- 47
Kees van Dongen
Description
- Kees van Dongen
- Leila
- Oil on canvas
- 76 3/4 by 51 3/8 in.
- 195 by 130 cm
Provenance
Acquired from the above by the present owner in 1968
Exhibited
Paris, Musée National d'Art Moderne & Rotterdam, Museum Boijmans, Van Dongen, 1967-68, no. 101, illustrated in the catalogue
Paris, Musée d'Art Moderne de la Ville de Paris, Van Dongen, Le Peintre, 1877-1968, 1990, n.n, illustrated in color in the catalogue
Monaco, Nouveau Musée National; Montreal, Musée des Beaux-Arts & Rotterdam, Museum Boijmans Van Beuningen, Kees van Dongen, 2008-09, no. 192, illustrated in color in the catalogue
Catalogue Note
The extraordinary palette of cobalt blues and brick reds used instead of conventional flesh-tones in the present work is a definitive element of van Dongen's early works. Van Dongen's penchant for a red-dominated palette is well-known, and the impact of the color is evident in Leila. Matisse had also recognized the expressive and lyrical potential of using red skin-tones for the figures in his Music and Dance compositions, and Van Dongen may have had these pictures in mind when he completed the present work around the same time.
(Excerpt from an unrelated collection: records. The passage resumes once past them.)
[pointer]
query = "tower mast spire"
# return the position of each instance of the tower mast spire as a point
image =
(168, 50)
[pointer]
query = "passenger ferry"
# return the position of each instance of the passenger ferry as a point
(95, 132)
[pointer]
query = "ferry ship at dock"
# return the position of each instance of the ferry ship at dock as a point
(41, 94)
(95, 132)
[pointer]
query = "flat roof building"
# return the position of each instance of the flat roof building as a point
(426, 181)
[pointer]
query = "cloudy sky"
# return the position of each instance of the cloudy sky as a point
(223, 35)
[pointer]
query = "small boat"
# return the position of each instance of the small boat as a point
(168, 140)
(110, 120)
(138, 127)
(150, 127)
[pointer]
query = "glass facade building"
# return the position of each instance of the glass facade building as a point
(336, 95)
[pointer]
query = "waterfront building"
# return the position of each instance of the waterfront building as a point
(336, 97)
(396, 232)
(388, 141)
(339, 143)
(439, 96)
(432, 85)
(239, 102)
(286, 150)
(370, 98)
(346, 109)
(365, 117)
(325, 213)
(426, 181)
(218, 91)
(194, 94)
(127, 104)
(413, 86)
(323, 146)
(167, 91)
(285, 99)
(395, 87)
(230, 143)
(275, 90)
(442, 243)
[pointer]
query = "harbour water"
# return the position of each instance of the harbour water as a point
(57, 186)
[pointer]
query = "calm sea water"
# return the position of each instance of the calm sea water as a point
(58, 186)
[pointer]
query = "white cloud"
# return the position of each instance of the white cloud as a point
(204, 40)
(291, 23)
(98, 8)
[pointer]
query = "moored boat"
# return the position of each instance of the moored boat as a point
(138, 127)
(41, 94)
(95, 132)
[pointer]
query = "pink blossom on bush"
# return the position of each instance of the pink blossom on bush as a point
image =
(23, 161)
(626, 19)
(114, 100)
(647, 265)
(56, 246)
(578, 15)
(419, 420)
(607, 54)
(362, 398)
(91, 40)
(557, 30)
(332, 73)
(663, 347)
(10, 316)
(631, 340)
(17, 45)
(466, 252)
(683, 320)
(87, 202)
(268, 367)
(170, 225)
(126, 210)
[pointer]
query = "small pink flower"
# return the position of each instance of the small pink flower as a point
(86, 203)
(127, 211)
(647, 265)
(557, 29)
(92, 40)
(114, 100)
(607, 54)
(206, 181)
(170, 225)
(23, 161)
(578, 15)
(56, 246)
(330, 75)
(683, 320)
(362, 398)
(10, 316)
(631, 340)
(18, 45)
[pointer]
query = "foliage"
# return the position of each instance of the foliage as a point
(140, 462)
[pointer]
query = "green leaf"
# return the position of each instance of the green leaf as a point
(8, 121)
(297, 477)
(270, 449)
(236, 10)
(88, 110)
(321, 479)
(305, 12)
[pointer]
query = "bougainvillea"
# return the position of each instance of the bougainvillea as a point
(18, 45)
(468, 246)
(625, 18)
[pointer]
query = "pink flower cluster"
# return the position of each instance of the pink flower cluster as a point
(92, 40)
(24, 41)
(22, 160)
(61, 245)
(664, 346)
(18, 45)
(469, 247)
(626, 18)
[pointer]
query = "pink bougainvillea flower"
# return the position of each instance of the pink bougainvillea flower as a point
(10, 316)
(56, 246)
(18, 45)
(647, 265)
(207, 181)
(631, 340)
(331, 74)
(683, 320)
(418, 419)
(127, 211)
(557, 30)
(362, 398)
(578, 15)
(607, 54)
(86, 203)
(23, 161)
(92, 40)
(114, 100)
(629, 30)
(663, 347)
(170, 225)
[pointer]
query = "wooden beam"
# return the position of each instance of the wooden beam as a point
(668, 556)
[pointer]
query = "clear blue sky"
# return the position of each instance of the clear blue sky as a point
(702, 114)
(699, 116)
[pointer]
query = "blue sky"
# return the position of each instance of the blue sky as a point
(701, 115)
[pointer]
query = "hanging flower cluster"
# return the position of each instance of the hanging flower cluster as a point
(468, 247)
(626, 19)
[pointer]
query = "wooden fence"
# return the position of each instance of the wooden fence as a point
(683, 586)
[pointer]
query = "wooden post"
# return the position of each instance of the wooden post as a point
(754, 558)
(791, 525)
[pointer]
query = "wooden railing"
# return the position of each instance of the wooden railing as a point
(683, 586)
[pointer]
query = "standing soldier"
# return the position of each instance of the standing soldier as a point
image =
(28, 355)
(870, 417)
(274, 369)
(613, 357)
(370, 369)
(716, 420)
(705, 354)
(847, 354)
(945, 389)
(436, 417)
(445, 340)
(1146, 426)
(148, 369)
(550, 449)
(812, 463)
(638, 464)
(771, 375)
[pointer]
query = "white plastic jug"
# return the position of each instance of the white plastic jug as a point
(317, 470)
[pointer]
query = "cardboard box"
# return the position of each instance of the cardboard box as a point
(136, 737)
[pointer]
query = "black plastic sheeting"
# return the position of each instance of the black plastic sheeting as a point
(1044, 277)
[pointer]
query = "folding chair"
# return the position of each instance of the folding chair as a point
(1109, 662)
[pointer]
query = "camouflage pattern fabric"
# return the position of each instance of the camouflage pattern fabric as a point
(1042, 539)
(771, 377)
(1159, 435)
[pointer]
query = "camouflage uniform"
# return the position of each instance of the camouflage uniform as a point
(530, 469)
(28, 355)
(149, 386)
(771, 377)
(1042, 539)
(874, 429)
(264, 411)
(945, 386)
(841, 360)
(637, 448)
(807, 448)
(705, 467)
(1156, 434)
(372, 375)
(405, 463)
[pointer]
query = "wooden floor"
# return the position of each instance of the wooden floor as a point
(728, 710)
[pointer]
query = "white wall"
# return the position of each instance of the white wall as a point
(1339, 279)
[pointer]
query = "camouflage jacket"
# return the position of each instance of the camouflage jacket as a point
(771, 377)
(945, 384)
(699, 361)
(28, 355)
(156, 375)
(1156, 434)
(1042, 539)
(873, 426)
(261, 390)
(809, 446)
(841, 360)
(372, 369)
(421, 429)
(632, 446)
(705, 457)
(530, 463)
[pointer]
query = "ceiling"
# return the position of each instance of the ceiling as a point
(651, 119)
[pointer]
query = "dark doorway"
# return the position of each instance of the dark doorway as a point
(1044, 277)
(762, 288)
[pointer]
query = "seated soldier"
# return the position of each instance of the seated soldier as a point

But as John Klein explained in a recent exhibition catalogue, Van Dongen's insistence on the color appealed to audiences otherwise unreceptive to avant-garde art: "In his portraits and female nudes from this long Fauve period, Van Dongen uses the colour red liberally and voluptuously, as a signifier of ardour, sex, and blood. Flooding the faces and bodies of Egyptians or Moroccans, it also signifies the exotic....When Matisse disingenuously placed all the weight of Fauvism on a single colour, it would not be surprising if he were making a covert reference to Van Dongen's reddish predilections. But by his extravagant deployment of red, Van Dongen was not vitiating its attention-getting effect — he was doing for Fauvism what Matisse and the others, too restless, and too devoted to the necessity of self-expression in their work, would not. He was ... mak[ing] Fauve style accessible...with an appeal beyond the narrow confines of the avant-garde" (quoted in J. Klein,“Van Dongen, Postmodern Fauve” in Van Dongen, 2008-09, p. 223). And surely this bold picture beckons the attention of those well beyond the reach of any individual artistic movement.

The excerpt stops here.